Dior - Heart Box Charm Necklace, Gold - eLUXURY

far too expensive for me, but i love it so much! it comes in silver/red too but i think the gold is far nicer.


----------



## pinksugar (Oct 20, 2008)

wow! pretty! I love heart necklaces... for christmas I'd really really love the tiffany necklace that matches my bracelet, but it's the same - out of my price range. I'm going to wait until I get to europe and maybe it will be cheaper there!


----------



## Anthea (Oct 27, 2008)

I think the necklace is lovely too, a little too pricey for me as well


----------



## magneticheart (Oct 27, 2008)

That's cute! I'd prefer it if it were silver though, I'm not really into gold.


----------



## Adrienne (Oct 27, 2008)

That is really pretty! The price is a little up there but maybe you could do a search for something cheaper but similar style?


----------



## Karren (Oct 27, 2008)

Yeah!! That is very nice!! Too pricey for me too!! lol


----------



## Sarah84 (Oct 27, 2008)

ooh that is really pretty


----------



## -Chelsey- (Oct 27, 2008)

That is pretty!


----------



## laurafaye (Oct 27, 2008)

Very pretty


----------



## AngelaGM (Oct 27, 2008)

That necklace is really pretty! But it is gold plated?


----------



## Roxie (Oct 28, 2008)

That is beautiful! I don't usually wear gold, but this is very nice.


----------



## chantelle8686 (Oct 28, 2008)

ooo that is pretty...im guessig the price would on be for the pendant and not the chain also!!!

Hmmm somthing bf can get me for xmas teheheheheh


----------



## brewgrl (Oct 28, 2008)

It is gold-plated... it falls into Dior's collection of fashion and costume jewelry. Nothing is that cheap in Dior's fine jewelry line...
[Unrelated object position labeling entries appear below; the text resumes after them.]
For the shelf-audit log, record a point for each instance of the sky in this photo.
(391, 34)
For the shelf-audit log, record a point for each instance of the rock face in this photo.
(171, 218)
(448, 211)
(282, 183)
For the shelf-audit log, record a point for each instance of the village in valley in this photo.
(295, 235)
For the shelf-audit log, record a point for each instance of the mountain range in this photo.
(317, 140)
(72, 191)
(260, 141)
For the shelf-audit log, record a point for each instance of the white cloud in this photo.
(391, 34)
I AM REALLY EXCITED! I couldn't figure out what to blow my Bloomingdale's gift certificate on, but there are a pair of Dior earrings I really really want, and that makes it $100 cheaper!


----------



## tinktink22 (Oct 28, 2008)

Love it but a bit pricey.


----------



## magosienne (Oct 29, 2008)

Lovely !!


----------



## Panda816 (Nov 10, 2008)

I love heart necklaces, it's very pretty!


----------



## fawp (Nov 10, 2008)

Very pretty.


----------



## Sareen20 (Jan 1, 2009)

*Ladies I have the perfect boyfriend, not only is he loving and caring and trustworthy but he's also rather generous. For Christmas he bought me this beautiful piece of jewellery in red and silver*

*



*

*He also bought me this gorgeous Dior wallet*






*Lucky me!!*


----------



## Jennyjean (Jan 1, 2009)

Very nice necklace!


----------



## pinksugar (Jan 1, 2009)

oooh nice! what an awesome bf!


----------



## szie (Feb 2, 2009)

The front was meh, but now that I've seen that back-- wow, it's adorable!


----------